One of the happier literary occurrences of recent years is the vibrant revival of James Baldwin’s work — which certainly never went away but has been front and center thanks, in part, to dispiriting headlines about race relations in the United States; Ta-Nehisi Coates’s best-selling “Between the World and Me” (inspired in structure and spirit by Baldwin’s “The Fire Next Time”); and the documentary “I Am Not Your Negro,” narrated entirely by Samuel L. Jackson reading Baldwin’s own words.
“The Fire Next Time” (1963) is, among other things, one of the most powerful books that can just about fit in one’s pocket. Much less totable is a new limited-edition letterpress version of the book, oversize and filled with stunning photos from the civil rights era by Steve Schapiro, issued by the art publisher Taschen.
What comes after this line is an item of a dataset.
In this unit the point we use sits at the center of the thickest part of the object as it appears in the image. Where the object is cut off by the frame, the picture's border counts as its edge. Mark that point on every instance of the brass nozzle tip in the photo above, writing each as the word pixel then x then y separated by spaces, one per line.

In a new introduction, Representative John Lewis of Georgia writes of Schapiro’s work: “All at once he conveys the passion of the moment and the strategic action, but also the simple dignity and the evident humanity of these characters of history, rejected in their own time but lauded for their contribution today.”
Fewer than 2,000 copies were printed, priced at $200 each. But all readers can hear Schapiro discuss the book and his experiences at two scheduled events in New York City: at the Strand Book Store on May 15, and at the Schomburg Center for Research in Black Culture on May 17.